The new charter was adopted last month despite weeks of violent protests in Nepal's south and west, home to the Madhesi and Tharu ethnic minorities, who say it leaves them marginalised from power.
In a new report, HRW said it had found evidence of serious human rights violations after the government deployed troops to contain the violence, including extrajudicial killings and arbitrary beatings.
"Nepal's new leadership should take immediate steps to stem the tide of abuse that has overtaken Nepal the last few months," Brad Adams, Asia director at HRW, said in a statement.
"The government needs to order investigations, and publicly call on all security forces to desist from any excessive use of force."
The HRW report also documents the deaths of nine police officers, eight of whom were killed when protesters attacked a group of unarmed officers.
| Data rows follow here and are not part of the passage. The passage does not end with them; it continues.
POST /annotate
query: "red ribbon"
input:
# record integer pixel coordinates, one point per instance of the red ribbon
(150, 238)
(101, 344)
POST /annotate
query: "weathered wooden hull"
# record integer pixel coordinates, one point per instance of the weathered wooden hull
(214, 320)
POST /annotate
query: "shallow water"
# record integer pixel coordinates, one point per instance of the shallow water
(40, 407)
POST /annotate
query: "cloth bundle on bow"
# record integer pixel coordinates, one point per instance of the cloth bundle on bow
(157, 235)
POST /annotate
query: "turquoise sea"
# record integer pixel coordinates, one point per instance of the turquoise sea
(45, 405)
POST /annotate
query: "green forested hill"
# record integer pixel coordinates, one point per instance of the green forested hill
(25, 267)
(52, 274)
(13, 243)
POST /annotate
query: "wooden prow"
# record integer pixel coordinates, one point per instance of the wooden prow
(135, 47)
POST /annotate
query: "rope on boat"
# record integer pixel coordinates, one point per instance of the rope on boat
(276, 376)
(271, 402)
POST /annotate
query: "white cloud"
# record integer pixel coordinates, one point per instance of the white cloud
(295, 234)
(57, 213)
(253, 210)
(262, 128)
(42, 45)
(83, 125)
It quotes witnesses as saying security forces fired on protestors without warning, raided homes and used racial slurs.
Adams urged the new government of Prime Minister KP Sharma Oli, who was sworn in on Monday, to "stem the tide of abuse" and publicly call on the security forces to desist from excessive use of force.
Nepal's Madhesi minority dominates the southern plains, home to around half the country's population, and have long complained of being treated like second-class citizens in their country.
Many were denied citizenship until the introduction of a 2006 law that sought to end discrimination against non-Nepali speakers born and raised in the country.
They say the federal structure laid out in Nepal's new constitution, adopted on September 20, will leave them under-represented in parliament.
Although the violence has abated in recent weeks, the protesters are still blockading a vital border checkpoint, cutting off fuel supplies from sole provider India and sparking a nationwide shortage.